Our derivative screening also demonstrated that substitution of a halogen bonded to the quinoline ring could enhance the antiviral potency. Halogen substitution or insertion has been a commonly used technique for drug development (Hernandes et al., 2010). Such modification generally affects the interaction between the compound and the target by mechanisms such as steric effects and the formation of halogen bonds, which strength is proportional to electronegativity of the halogen. Interestingly, our SAR analysis revealed that the electronegativity of the halogens inversely corresponded to anti-EBOV potency, suggesting that the effect of the halogen substitutions seemed to depend on steric effects, in which larger halogens could efficiently occupy the space in the target. Although the inhibitory mechanism of amodiaquine is unclear, our data suggest that the anti-EBOV effect of amodiaquine appears to have a molecular target, which is important for EBOV infection, or accumulates in a cell compartment required for EBOV to access. Moreover, our mechanistic assay indicated that the molecular target or the compartment, if any, is specific to EBOV entry step as VSV entry was comparatively resistant to the compound treatment. The halogen substitution must affect the physical interaction between an amodiaquine-derivative and such a target.
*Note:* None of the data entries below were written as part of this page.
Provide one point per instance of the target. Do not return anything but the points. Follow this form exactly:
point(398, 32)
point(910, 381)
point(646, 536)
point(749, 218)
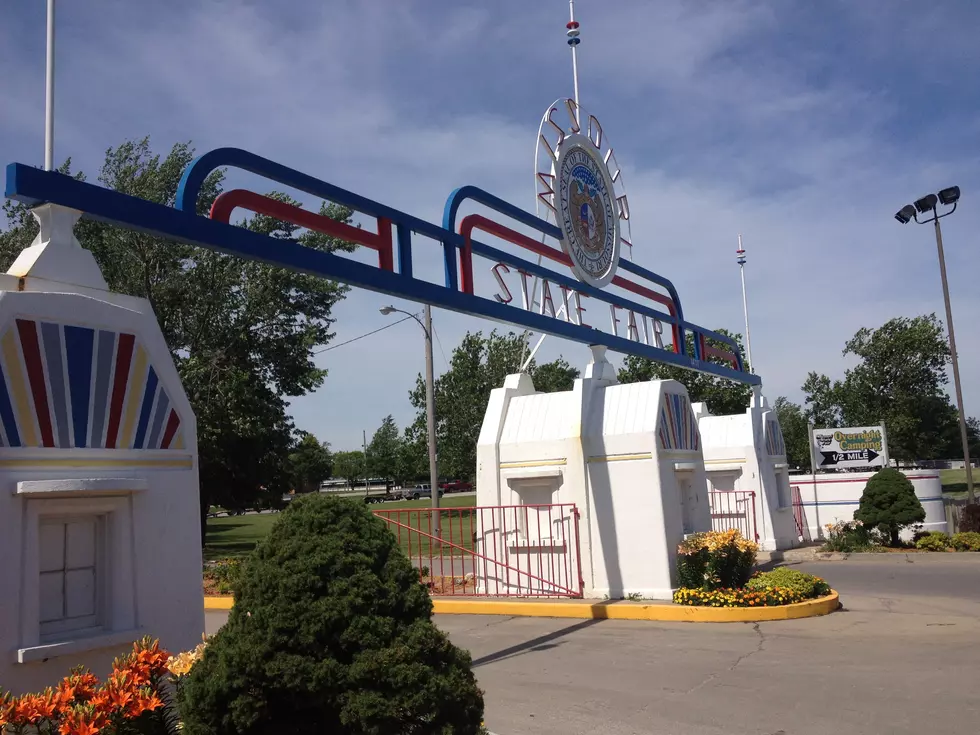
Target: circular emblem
point(586, 211)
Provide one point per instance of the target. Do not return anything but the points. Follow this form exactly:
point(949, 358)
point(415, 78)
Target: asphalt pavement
point(901, 658)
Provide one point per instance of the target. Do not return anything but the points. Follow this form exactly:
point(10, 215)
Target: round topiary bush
point(889, 503)
point(966, 541)
point(933, 541)
point(331, 632)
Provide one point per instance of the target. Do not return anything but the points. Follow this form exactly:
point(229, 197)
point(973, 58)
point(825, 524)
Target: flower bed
point(737, 597)
point(715, 570)
point(136, 697)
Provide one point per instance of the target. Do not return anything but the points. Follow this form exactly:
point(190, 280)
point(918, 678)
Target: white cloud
point(727, 116)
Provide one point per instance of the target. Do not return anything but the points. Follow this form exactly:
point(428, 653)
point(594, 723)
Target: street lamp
point(430, 411)
point(927, 206)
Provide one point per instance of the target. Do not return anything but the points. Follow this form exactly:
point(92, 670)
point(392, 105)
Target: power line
point(366, 334)
point(439, 341)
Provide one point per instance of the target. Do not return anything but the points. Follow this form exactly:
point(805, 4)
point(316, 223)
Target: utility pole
point(430, 420)
point(49, 93)
point(745, 304)
point(364, 452)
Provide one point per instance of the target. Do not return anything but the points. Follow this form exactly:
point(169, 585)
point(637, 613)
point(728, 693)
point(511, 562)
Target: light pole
point(745, 304)
point(925, 206)
point(430, 411)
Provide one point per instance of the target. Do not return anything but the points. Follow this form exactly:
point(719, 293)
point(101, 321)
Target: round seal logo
point(587, 214)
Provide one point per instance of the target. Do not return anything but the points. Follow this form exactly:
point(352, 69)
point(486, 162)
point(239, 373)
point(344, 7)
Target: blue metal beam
point(34, 186)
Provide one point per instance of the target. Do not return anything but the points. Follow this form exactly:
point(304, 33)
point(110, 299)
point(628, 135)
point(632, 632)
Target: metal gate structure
point(799, 515)
point(493, 551)
point(734, 509)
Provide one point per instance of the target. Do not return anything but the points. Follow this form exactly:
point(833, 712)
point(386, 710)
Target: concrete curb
point(619, 610)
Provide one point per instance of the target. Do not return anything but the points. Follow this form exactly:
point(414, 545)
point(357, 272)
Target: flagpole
point(49, 94)
point(745, 304)
point(573, 41)
point(573, 33)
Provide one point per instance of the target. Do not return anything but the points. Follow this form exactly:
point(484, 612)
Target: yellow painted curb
point(616, 610)
point(219, 603)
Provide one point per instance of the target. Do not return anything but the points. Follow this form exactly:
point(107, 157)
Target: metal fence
point(799, 516)
point(493, 551)
point(734, 509)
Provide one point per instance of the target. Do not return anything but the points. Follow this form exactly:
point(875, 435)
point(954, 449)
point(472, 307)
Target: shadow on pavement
point(540, 643)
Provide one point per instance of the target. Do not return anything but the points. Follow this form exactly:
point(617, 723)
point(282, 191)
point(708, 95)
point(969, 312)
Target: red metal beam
point(479, 222)
point(228, 201)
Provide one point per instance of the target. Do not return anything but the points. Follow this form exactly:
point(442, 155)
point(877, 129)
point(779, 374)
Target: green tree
point(384, 450)
point(241, 333)
point(822, 401)
point(900, 380)
point(554, 377)
point(724, 397)
point(413, 458)
point(889, 503)
point(311, 463)
point(796, 433)
point(477, 366)
point(349, 465)
point(331, 632)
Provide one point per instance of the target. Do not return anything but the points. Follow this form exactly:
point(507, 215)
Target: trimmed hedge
point(933, 541)
point(966, 541)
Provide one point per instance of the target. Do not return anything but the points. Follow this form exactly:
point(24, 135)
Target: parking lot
point(902, 657)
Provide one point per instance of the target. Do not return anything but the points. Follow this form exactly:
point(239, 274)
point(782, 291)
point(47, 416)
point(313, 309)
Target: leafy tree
point(384, 450)
point(413, 458)
point(349, 465)
point(331, 632)
point(900, 380)
point(241, 333)
point(724, 397)
point(889, 503)
point(796, 433)
point(822, 401)
point(554, 377)
point(311, 463)
point(478, 365)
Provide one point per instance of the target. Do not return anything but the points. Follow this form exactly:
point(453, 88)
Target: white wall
point(617, 452)
point(745, 452)
point(834, 497)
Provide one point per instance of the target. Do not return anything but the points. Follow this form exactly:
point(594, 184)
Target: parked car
point(456, 486)
point(422, 491)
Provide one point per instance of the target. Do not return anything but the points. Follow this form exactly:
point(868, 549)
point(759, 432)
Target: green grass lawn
point(954, 482)
point(234, 536)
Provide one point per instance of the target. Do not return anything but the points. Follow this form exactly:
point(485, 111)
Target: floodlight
point(950, 195)
point(905, 214)
point(927, 203)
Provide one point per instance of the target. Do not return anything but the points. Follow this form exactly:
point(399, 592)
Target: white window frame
point(784, 491)
point(60, 628)
point(526, 485)
point(112, 500)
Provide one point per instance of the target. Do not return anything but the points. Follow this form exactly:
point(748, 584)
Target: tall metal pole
point(956, 365)
point(364, 453)
point(745, 304)
point(49, 94)
point(573, 41)
point(430, 420)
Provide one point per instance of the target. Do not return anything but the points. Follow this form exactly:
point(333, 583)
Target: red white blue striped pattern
point(68, 386)
point(677, 429)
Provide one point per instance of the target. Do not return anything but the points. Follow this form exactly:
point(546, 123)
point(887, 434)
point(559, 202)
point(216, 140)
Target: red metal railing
point(799, 515)
point(734, 509)
point(493, 551)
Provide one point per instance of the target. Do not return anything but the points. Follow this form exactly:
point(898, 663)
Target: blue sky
point(804, 126)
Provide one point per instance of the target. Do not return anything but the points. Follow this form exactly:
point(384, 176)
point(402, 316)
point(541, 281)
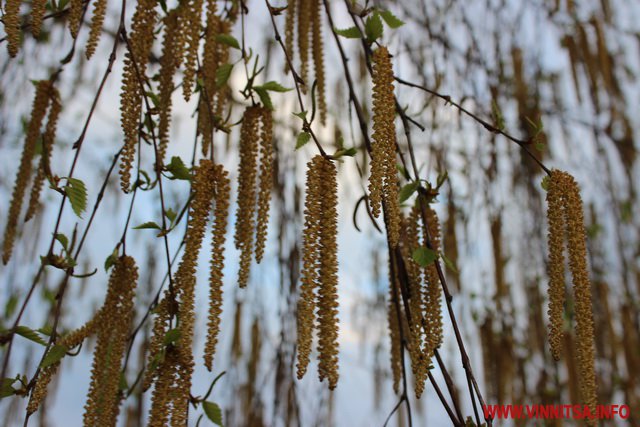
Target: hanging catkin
point(38, 111)
point(217, 263)
point(95, 30)
point(11, 21)
point(44, 167)
point(104, 398)
point(247, 174)
point(266, 181)
point(318, 58)
point(383, 182)
point(319, 272)
point(135, 66)
point(570, 207)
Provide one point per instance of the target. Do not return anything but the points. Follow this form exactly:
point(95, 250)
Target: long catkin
point(38, 111)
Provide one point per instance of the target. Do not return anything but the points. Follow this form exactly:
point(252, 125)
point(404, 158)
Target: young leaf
point(229, 40)
point(54, 355)
point(77, 193)
point(408, 190)
point(264, 97)
point(147, 225)
point(391, 20)
point(222, 74)
point(350, 33)
point(274, 87)
point(303, 138)
point(424, 256)
point(30, 334)
point(373, 28)
point(178, 169)
point(213, 412)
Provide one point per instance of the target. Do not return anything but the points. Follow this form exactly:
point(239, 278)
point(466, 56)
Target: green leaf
point(222, 74)
point(213, 412)
point(450, 265)
point(7, 389)
point(424, 256)
point(264, 97)
point(350, 33)
point(391, 20)
point(64, 241)
point(147, 225)
point(77, 193)
point(178, 169)
point(274, 87)
point(171, 336)
point(111, 259)
point(54, 355)
point(373, 28)
point(303, 138)
point(229, 40)
point(408, 190)
point(30, 334)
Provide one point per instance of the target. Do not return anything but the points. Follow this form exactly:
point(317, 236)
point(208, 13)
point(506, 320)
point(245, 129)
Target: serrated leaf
point(171, 336)
point(229, 40)
point(213, 412)
point(265, 98)
point(424, 256)
point(64, 241)
point(54, 355)
point(303, 138)
point(222, 74)
point(77, 193)
point(408, 190)
point(30, 334)
point(391, 20)
point(147, 225)
point(178, 169)
point(350, 33)
point(373, 28)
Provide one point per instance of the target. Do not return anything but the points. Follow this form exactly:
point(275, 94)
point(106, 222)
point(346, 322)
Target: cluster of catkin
point(254, 187)
point(383, 187)
point(171, 363)
point(308, 16)
point(319, 276)
point(111, 325)
point(46, 98)
point(566, 226)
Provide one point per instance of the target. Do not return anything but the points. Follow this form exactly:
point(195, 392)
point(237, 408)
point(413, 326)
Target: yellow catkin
point(318, 58)
point(289, 28)
point(304, 32)
point(319, 272)
point(556, 234)
point(169, 63)
point(266, 181)
point(103, 399)
point(191, 27)
point(328, 275)
point(383, 182)
point(38, 8)
point(75, 16)
point(38, 111)
point(577, 254)
point(44, 167)
point(99, 10)
point(217, 263)
point(433, 297)
point(11, 21)
point(310, 263)
point(178, 372)
point(247, 173)
point(135, 65)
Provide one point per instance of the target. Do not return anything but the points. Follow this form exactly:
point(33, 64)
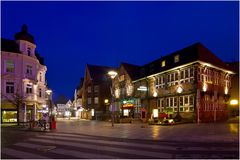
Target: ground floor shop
point(193, 107)
point(26, 112)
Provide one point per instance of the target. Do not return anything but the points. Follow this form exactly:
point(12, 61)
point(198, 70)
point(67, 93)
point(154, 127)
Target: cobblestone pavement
point(75, 139)
point(214, 132)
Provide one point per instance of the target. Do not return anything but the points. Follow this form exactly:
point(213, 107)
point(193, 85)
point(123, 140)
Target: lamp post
point(112, 75)
point(179, 91)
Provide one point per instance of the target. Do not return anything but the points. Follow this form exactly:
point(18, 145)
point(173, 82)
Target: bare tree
point(17, 99)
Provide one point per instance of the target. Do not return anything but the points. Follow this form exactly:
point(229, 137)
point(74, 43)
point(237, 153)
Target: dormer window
point(176, 58)
point(163, 63)
point(29, 51)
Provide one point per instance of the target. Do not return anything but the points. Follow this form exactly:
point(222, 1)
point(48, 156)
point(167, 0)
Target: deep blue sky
point(70, 34)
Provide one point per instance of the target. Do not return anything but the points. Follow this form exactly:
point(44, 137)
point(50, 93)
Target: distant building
point(191, 83)
point(234, 90)
point(94, 91)
point(23, 76)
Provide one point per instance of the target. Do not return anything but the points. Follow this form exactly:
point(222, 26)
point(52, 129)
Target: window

Amodiaquine was originally developed and has been widely used in the clinic officially since the 1970s for the treatment and prophylaxis of malaria. However, later studies revealed that it was active against a wide range of human pathogens, including multiple viruses such as flaviviruses, coronaviruses, alphaviruses, bunyaviruses and filoviruses (Boonyasuppayakorn et al., 2014; Baba et al., 2017; Han et al., 2018). Moreover, it inhibited the delivery of anthrax toxin and diphtheria toxins into cytoplasm as well as growth of the fungus, Penicillium marneffei, inside macrophages (Zilbermintz et al., 2015; Taramelli et al., 2001). Although using amodiaquine itself against these pathogens in the clinic is not practical due to the weak potency, it can be a lead candidate to create more potent compounds as exemplified by our study for Ebola virus. Moreover, multiple amodiaquine derivatives were synthesized previously and shown to be active against other pathogens (Boonyasuppayakorn et al., 2014; Baba et al., 2017; De et al., 1998). Besides the original medical purpose as an antimalarial, amodiaquine may now have another potential as a lead compound to develop therapeutic agents against a wide range of human pathogens.